DRC education staff proudly presents children’s artistic map of Children’s rights at Koutsochero Site.

Celebrating Children’s Day in Greece

“I want every child to go to bed well-fed,” 14-year-old Loulou said on Universal Children’s day; November 20, at the Koutsochero site, central Greece.


Her words echo just one of the hardships children may face worldwide. Neglect, exploitation and violence often mark children’s day life at home, at school, in institutions, in the community, in conflict or natural disasters. From malnutrition and corporal punishment to early marriage and recruitment into armed forces and groups, children’s development and dignity is often at serious risk.

The Danish Refugee Council (DRC) in Greece celebrated Universal Children’s Day this year, organizing events in four Greek mainland sites with the support of European Commission's Civil Protection and Humanitarian Aid department (ECHO). Teachers across Greece introduced the children’s rights treaty to 143 refugee children between 6 and 17 years old.  

During the day, child friendly versions of the treaty in Arabic and Farsi language were distributed to the young students who were encouraged to learn about their rights and reflect on situations in which those rights may not be respected. The students also had the chance to express themselves through artistic activities.

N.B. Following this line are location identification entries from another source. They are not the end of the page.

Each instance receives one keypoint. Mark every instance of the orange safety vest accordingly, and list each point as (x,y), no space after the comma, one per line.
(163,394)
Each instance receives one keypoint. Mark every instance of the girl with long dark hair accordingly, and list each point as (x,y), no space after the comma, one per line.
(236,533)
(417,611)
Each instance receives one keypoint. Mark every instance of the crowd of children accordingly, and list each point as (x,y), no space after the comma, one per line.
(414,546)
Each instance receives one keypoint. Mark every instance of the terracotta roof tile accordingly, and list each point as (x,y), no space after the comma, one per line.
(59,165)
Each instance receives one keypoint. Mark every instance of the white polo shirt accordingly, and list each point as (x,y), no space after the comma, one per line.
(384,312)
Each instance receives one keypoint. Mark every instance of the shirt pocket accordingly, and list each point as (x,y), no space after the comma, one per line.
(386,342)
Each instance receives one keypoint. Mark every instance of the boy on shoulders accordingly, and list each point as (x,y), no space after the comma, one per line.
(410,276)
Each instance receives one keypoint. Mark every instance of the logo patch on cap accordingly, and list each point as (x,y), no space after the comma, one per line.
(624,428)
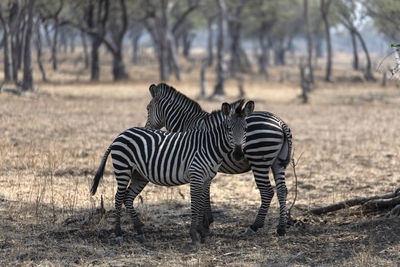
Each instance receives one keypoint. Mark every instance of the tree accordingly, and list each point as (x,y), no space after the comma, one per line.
(49,11)
(8,30)
(235,25)
(347,15)
(27,82)
(221,67)
(11,21)
(309,42)
(158,22)
(324,7)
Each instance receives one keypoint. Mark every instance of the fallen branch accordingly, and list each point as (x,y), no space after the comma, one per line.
(382,201)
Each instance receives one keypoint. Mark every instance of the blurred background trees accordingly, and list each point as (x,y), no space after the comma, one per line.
(233,37)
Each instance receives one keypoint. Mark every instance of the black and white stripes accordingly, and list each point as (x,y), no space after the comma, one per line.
(268,145)
(142,155)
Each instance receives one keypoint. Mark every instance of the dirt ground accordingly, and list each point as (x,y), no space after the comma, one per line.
(51,146)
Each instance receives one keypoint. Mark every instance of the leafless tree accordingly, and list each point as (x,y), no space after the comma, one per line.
(27,81)
(309,42)
(347,16)
(324,7)
(47,13)
(221,67)
(158,22)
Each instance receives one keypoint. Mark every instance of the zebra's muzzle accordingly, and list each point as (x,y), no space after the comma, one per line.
(238,153)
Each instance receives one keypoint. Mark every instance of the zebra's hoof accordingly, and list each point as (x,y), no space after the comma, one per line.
(249,232)
(141,238)
(281,231)
(119,239)
(194,246)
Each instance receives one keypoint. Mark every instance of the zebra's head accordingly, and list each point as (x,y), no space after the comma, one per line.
(155,116)
(235,124)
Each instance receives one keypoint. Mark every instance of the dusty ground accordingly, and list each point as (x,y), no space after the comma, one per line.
(51,146)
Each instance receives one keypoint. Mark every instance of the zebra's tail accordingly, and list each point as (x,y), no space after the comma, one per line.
(287,146)
(100,172)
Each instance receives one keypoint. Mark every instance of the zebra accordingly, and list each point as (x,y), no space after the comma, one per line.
(268,146)
(141,155)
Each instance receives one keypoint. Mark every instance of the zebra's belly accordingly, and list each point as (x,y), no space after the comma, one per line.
(166,178)
(264,141)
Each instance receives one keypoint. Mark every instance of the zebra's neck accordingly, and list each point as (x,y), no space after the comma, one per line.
(182,116)
(216,136)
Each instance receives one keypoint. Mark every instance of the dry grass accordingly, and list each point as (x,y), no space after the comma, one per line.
(51,147)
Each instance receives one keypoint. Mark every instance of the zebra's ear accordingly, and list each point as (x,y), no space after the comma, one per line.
(248,109)
(226,109)
(153,90)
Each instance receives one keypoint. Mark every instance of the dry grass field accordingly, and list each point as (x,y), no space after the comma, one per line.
(51,146)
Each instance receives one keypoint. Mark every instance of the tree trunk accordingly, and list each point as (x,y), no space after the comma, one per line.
(210,43)
(203,84)
(135,47)
(19,45)
(39,52)
(318,45)
(280,54)
(85,50)
(309,42)
(27,82)
(173,56)
(263,59)
(234,29)
(355,52)
(95,68)
(54,45)
(72,42)
(325,5)
(219,86)
(368,72)
(187,40)
(8,69)
(119,72)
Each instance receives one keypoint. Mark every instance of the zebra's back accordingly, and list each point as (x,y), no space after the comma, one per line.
(267,138)
(160,157)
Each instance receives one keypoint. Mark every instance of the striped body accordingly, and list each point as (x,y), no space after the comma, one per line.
(163,158)
(268,145)
(142,155)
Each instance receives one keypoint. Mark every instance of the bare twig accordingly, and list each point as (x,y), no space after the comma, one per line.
(382,201)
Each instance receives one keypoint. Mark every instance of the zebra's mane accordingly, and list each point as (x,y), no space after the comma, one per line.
(171,92)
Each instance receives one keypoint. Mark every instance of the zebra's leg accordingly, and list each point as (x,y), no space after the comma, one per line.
(281,191)
(261,176)
(136,186)
(122,181)
(208,217)
(205,214)
(196,195)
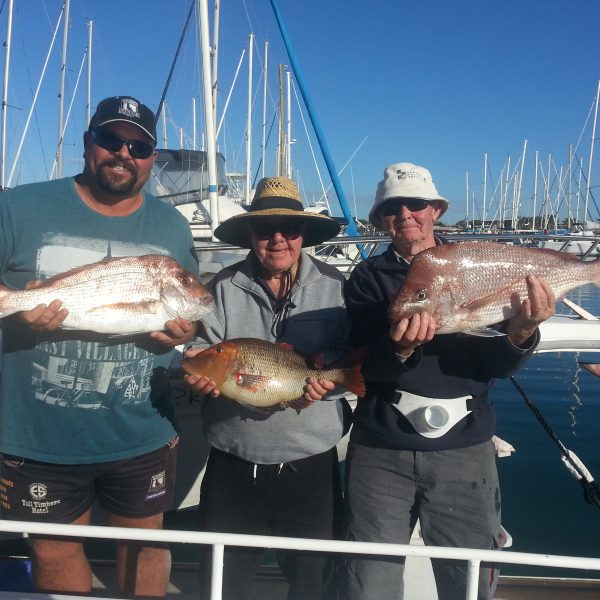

Attention was drawn to articles 28 and 29 of the Convention, on the Right to quality education. Refugee children face great risks coming from the disruption of everyday life and community structures as well as the acute shortage of resources. Many children arriving in Europe need to take up schooling again as their education has been disrupted for more several years, while for other children never even started.

“Children should not work. They should go to school,” 8-year-old Belal pointed out during the discussion about children’s rights.

“Girls have the same right to attend school, just like boys,” added 13-year-old Zahra, working in pairs with other students to showcase their own understanding of the UN treaty. They also created drawings, banners, posters and sang inspiring songs to celebrate the day.

Children have rights, no matter their gender, nationality, country of residence or background. Their voices should always be heard, and their rights must be respected. DRC education teams help children learn and aim at creating a safe environment in each refugee site so that young beneficiaries may grow to their full potential.

Established by the United Nations in 1954, Children's Day is celebrated each year on November 20, to promote worldwide awareness for children's welfare. The same day in 1959, the UN General Assembly adopted the Declaration of the Rights of the Child. Thirty years later, the Convention on the Rights of the Child (CRDC) was adopted, becoming one of the most widely ratified international human rights treaties, promoting children’s rights, including the rights to life, health and education, as well as their right to be heard and their protection from violence and discrimination.